A disputa pelo acesso à água nos rios internacionais (Minho, Lima, Douro, Tejo e Guadiana) pode aumentar de intensidade após a decisão tomada pelo Miteco, que deu luz verde ao novo Plano Hidrológico da Bacia do Tejo. O documento defende a aprovação de uma redução superior a 40% da média anual para as regiões espanholas de Almería, Múrcia e Alicante. Fica a dúvida sobre se os caudais que Espanha está obrigada a enviar para o troço do rio Tejo em Portugal também podem vir a sofrer uma redução com a aplicação do novo Plano Hidrológico espanhol.

O diário espanhol El Mundo avança na sua edição de terça-feira que o “Governo de Pedro Sánchez pretende aprontar o plano para final de Outubro ou início de Dezembro”. A decisão é justificada pela necessidade de melhorar “os fluxos ecológicos do Tejo” no centro de Espanha, país que está a atravessar uma das piores secas da sua história.

Até à aprovação do novo plano, o Governo de Pedro Sánchez assegurou que “serão postas em prática todas as medidas necessárias para garantir o acesso à água das duas bacias (do Tejo e do rio Segura) a preços competitivos”, frisando que estão a ser reforçados os “trabalhos para o aumento de capacidade de três centrais de dessalinização” para suportar a água não transferida.

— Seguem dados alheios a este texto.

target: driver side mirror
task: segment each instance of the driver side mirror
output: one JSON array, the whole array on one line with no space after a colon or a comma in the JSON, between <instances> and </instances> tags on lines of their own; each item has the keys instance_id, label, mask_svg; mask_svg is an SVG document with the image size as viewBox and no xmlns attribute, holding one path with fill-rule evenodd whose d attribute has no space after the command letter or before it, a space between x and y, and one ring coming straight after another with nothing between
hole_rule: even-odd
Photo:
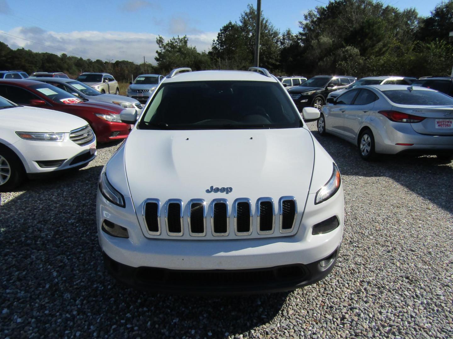
<instances>
[{"instance_id":1,"label":"driver side mirror","mask_svg":"<svg viewBox=\"0 0 453 339\"><path fill-rule=\"evenodd\" d=\"M302 110L302 118L306 121L316 120L320 116L319 110L314 107L305 107Z\"/></svg>"},{"instance_id":2,"label":"driver side mirror","mask_svg":"<svg viewBox=\"0 0 453 339\"><path fill-rule=\"evenodd\" d=\"M133 125L137 121L137 110L134 108L125 109L120 113L121 122Z\"/></svg>"},{"instance_id":3,"label":"driver side mirror","mask_svg":"<svg viewBox=\"0 0 453 339\"><path fill-rule=\"evenodd\" d=\"M31 106L46 106L47 104L43 100L39 99L32 99L30 100L30 104Z\"/></svg>"}]
</instances>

As albufeiras da Bacia Hidrográfica do Segura (CHS) encontram -se a 34,3% da sua capacidade máxima. Isso significa um armazenamento de 392 hectómetros cúbicos dos 1140 hectómetros que as albufeiras instaladas nesta bacia podem reservar, como referem os dados registados pela Comissão de Águas dependente do CHS.

O El Mundo admite uma eventual “guerra da água”, que pode surgir neste Outono porque o Ministério da Transição Ecológica “dá luz verde” ao novo Plano Hidrológico da Bacia do Tejo, que propõe cortar no caudal actualmente enviado da bacia do Tejo para a bacia de Segura “105 hectómetros cúbicos por ano, a partir de 2027”, o que significa “mais 40% da média que se transfere anualmente para Almería, Múrcia e Alicante”.